Ci eravamo lasciati, qualche settimana fa, con un interrogativo: quanto costa un “vaffa”? Finalmente si è saputo che per un “vaffa” il reato non esiste. Alla buonora! Assoluzione con formula piena per Roberto Ciavatta ed Emanuele Santi. Ma il calvario è durato quasi tre anni. Un’odissea fatta di illazioni e di bugie; un processo mediatico che si è scatenato con particolare virulenza in campagna elettorale e non è finito neppure quando gli indagati sono diventati rispettivamente membro di governo e segretario di partito.
È ovvio: bisognava distruggere Rete! Questo era l’imperativo impartito per tutta la passata legislatura perché gli esponenti di Rete non facevano sconti a chi stava distruggendo lo Stato e si stava impadronendo di tutte le sue risorse. La manifestazione al Meeting, l’esposto per il caso titoli, la denuncia sul colpo di Stato, i sit-in sul Pianello, l’elenco è lungo. Bisognava annientarli. Tutti. Una bella denuncia per violenza privata ed istigazione a delinquere, ci stava come il cacio sui maccheroni. Tanto più che in tribunale c’era un giudice a cui piaceva molto il “tintinnar di manette”, tanto da farlo risuonare perfino a una settimana dal voto. Alla faccia della presunzione di innocenza!

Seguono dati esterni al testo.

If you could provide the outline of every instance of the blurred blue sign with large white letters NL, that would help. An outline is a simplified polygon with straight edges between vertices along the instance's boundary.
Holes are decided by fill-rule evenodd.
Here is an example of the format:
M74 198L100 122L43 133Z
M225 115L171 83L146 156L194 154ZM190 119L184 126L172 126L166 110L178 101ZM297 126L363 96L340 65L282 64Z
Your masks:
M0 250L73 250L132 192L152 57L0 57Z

Dopo le elezioni, è ancora peggio: il processo mediatico continua più di prima. L’obiettivo è distruggere la credibilità politica del movimento e incrinare la maggioranza. Ma alcuni fattori cambiano. Innanzi tutto si viene a sapere chi è Buriani, e cioè la longa manus di Grandoni e di Guidi, e già questo basterebbe ad inficiare la fase inquirente e di conseguenza far saltare il processo. Poi cambia la governance di Cassa di Risparmio, la quale, facendo un’indagine interna, si rende conto dell’insussistenza dei fatti e ritira la querela. Già perché i querelanti avevano fatto pagare le spese alla Cassa. Come del resto facevano abitualmente per pranzi, giri vari e perfino il caffè al bar.
A quel punto si sgonfia tutto, viene a meno l’arroganza (questa sì) di chi usava il potere e le coperture politiche per la propria impunità. L’ex presidente Zanotti manco si presenta. Sentiti i testimoni, emerge che non vi fu nessun blitz, che non vi fu nessuna istigazione a delinquere, né tanto meno violenza e minacce, sulle quali era stato imbastito un processo farsa. Solo per obiettivi inconfessabili. E non si dica, adesso, che il giudice Brunelli è dalla parte di Rete, perché è lo stesso che ha annullato i domiciliari di Daniele Guidi tra il sabato e la domenica!
Tutto è bene quel che finisce bene? Non proprio, perché Roberto Ciavatta, Emanuele Santi ed Elena Tonnini (che era già stata assolta), hanno pagato un prezzo altissimo sia in termini politici che personali. Questo, qualcuno ce l’avrà sulla coscienza. Ammesso che ce l’abbia e non abbia venduto l’anima al diavolo, come il Faust di Goethe.